Edwige se penchant vers elles :
Excusez-moi, je suis vraiment désolée, mais j’étais tellement concentrée sur mon travail, que je n’ai pas vu cette belle construction.
La mère
Je vous en prie, ce n’est pas bien grave.
Edwige
Vous le connaissez ce docteur ?
La mère
C’est une doctoresse, Mademoiselle, tout le monde connait ici la doctoresse Marguerite.
Edwige
Oh ! C’est très kitch, ce cabinet, ça me change de Lyon.
La mère
Lyon ! C’est pas la porte à côté ! Ei puis avec cette neige, vous avez dû en baver. Venir à saint Martin du Fresne aujourd’hui, c’est un peu comme aller chez les Inuits.
Edwige
Certes Madame, ma zénitude légendaire en a pris un coup. je crois que je peux abandonner l’idée de voir d’autres médecins ce matin.
La mère
Mais ça va être bientôt votre tour.

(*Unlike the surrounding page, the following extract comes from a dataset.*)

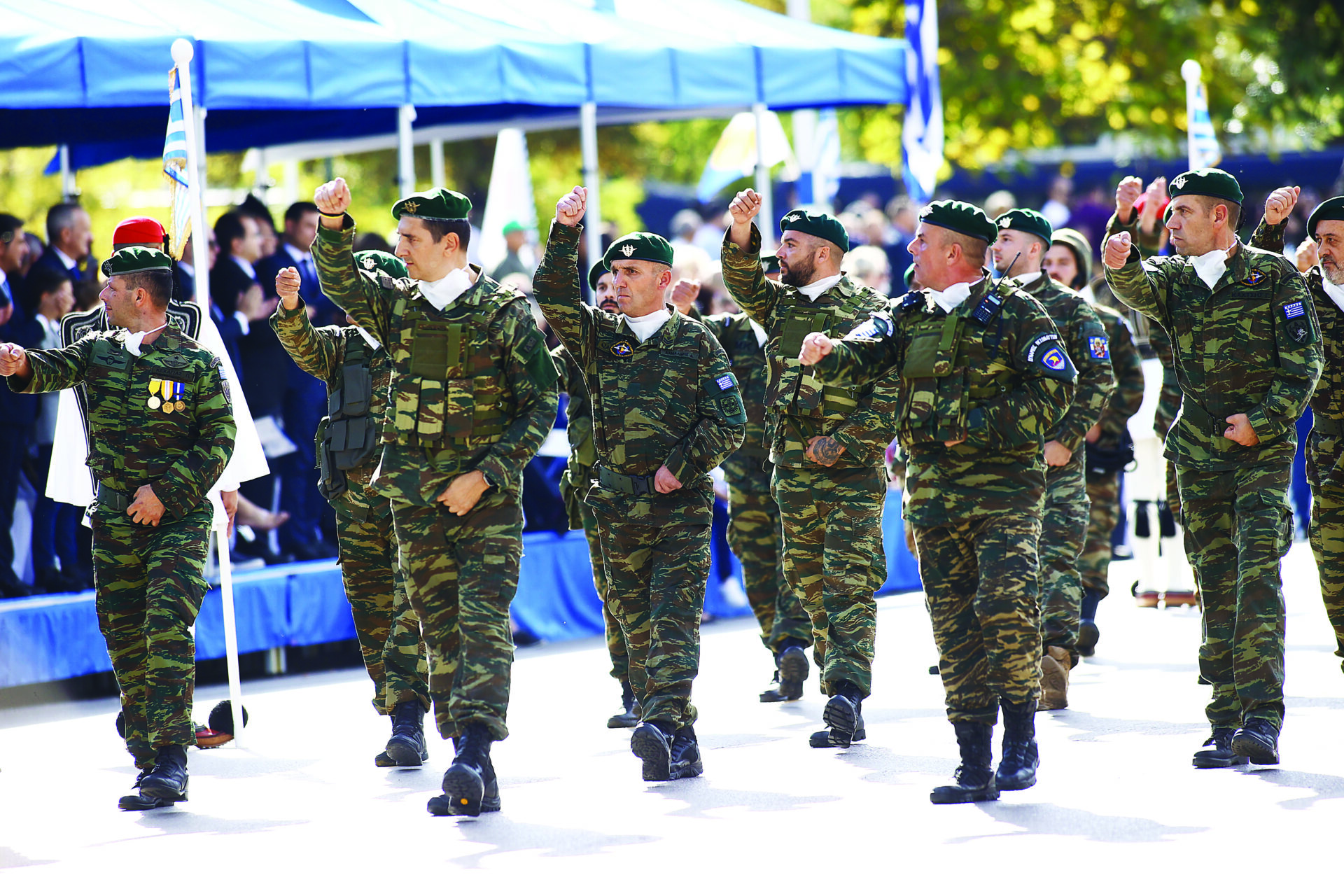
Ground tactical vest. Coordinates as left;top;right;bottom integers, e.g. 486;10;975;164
317;337;377;501
383;283;519;451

Vous étiez avant moi et Monsieur.
Un court silence, puis la mère poursuit :
D’ailleurs, je n’ai toujours pas compris pourquoi les visiteurs médicaux n’avaient pas un horaire différent. Le soir par exemple, après dix-neuf heures.
Edwige, aussi sec
Vous pensez que je devrais travailler la nuit ?
La mère
Ben...Les malades devraient être prioritaires, non ?
Edwige
Et vous seriez soignés comment et avec quoi ?
Ce sont des personnes comme moi qui vous donnent accès aux dernières découvertes en matière de médicaments. S’il fallait compter sur quelque sérenpidité, vous iriez encore voir le rebouteux vous devriez vous contenter de formules magiques ou de tisanes.
La mère toute énervée
Hé ! mademoiselle ! Ce n’est pas parce que j’ai des grosses bottes que vous m’impressionnez avec vos mots savants, votre ordinateur et vos talons hauts.
Là, le troisième patient, très mal à l’aise, se gratte bruyamment la gorge.
La mère se tourne vers lui :
Non mais c’est vrai ! pour qui elle se prend celle-là ? Monsieur, vous ne pensez pas que les malades en ont assez de voir des filles habillées comme des princesses, leur passer devant et leur donner des leçons.
Le pauvre homme baisse la tête et fait mine d’être très absorbé par sa lecture.
La mère, excédée par ce manque de soutien, se lève d’un coup, prend sa fille par la main.
Allez viens Lilou, c’est que j’ai encore le diner à préparer, moi. On prendra un rendez-vous par téléphone.
Et ignorant ostensiblement la visiteuse médicale :
Au revoir Monsieur.
Elles sortent. La porte claque.
Edwige referme son ordinateur en pensant à la collègue qui lui avait vanté les médecins de de campagne.